君安证券旗下网站“金网100”的员工吴冲,此前曾在万科工作过,这一次,他成了反对意见的旗手。吴冲在网站发出“一旦方案实施,将明显摊薄A股股东收益”的反对声音之后,众多基金和公众投资者纷纷提出质疑。[4]

企业和大股东所追求的长期利益,与中小股东的短期利益无疑存在分歧。华润与万科考虑的是如何从股权结构角度为企业下一步的发展铺平道路,而中小股东考虑的是增发B股对股价的影响。两者未必不可调和,但在冲突发生时,必须做出平衡或取舍。

可以说,在传统公司治理结构理论中,往往是大股东同小股东进行博弈,管理层不参与博弈,只负责忠实地执行博弈结果。这样的过程中,大股东更容易处于优势地位。但在现代企业制度下,企业的所有权与管理权处于分离状态,在公司日常运作中,职业经理人往往能发出更大的声音。尤其在股权分散的公众公司,管理层拥有很大的发言权。

如此一来,这次博弈变成了三头博弈:大股东、中小股东和职业经理人。从公司的长远利益计,管理层必须要公平地对待全体股东,甚至要弥补中小股东的天然弱势。可以说,管理层是在接受制度制约的同时,平衡大股东和中小股东之间的利益博弈。

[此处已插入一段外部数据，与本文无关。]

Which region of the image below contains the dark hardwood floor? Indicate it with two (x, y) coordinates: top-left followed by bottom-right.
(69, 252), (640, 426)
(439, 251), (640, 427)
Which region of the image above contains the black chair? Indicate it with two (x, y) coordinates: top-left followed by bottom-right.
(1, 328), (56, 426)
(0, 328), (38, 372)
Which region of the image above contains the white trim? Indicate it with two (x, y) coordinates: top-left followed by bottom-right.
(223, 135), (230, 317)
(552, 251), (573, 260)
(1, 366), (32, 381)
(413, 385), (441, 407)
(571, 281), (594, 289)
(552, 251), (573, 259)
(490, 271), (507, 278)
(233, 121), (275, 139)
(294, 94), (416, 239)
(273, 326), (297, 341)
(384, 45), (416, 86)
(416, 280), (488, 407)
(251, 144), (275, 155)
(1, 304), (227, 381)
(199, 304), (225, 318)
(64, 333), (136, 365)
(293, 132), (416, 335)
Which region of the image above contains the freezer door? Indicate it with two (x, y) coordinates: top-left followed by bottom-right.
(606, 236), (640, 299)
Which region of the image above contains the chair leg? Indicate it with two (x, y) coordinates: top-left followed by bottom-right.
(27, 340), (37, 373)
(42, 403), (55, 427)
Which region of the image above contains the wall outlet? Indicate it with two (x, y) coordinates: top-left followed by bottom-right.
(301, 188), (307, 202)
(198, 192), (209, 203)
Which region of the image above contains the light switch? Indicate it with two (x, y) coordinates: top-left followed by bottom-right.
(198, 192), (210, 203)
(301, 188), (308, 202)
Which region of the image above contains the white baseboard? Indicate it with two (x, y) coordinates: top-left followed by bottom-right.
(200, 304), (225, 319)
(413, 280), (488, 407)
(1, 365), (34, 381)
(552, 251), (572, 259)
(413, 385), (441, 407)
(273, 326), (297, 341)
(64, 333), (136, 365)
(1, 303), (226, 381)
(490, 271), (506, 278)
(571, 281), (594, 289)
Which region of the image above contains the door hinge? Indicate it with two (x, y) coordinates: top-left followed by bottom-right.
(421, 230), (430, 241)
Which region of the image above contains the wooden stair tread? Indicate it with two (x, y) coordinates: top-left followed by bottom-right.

事实上,多年以来,万科的职业经理人在向董事会和股东大会提出各项议案时,都十分注意维护中小股东的利益。稳定的分红派息政策、向老股东倾斜的低价募股策略等,都从细微处体现了万科“善待股东”的理念。

12月24日,平安夜。万科董事会根据走访投资者的结果重新检讨增发计划,最后,包括华润代表在内的16位董事做出了理性的抉择:放弃增发方案,取消临时股东大会。

第二天,万科发布公告:“董事会认为取消上述方案不会影响本公司目前正常的经营,但将影响本公司计划中的快速发展速度。董事会将根据有利于投资者和有利于本公司发展的原则,在适当的时机提出替代方案。华润集团表示将一如既往地支持万科的发展。”

难得的是,华润对于这次B股增发失败表现出理性而积极的态度,不仅非常理解地选择放弃,还表示将继续支持万科在房地产行业的发展。主持工作的宁高宁更是赢得我和其他万科人的钦佩,做什么不做什么,行为完全以市场原则为准,而不是通过发布行政性的指令。在尝试增发B股控股万科前,宁高宁聘请百富勤公司进行了价格评估。当中小股东的阻力爆发,他看到内地资本市场和香港的不同,便很快决定放弃,表现出优秀管理者的高度理性。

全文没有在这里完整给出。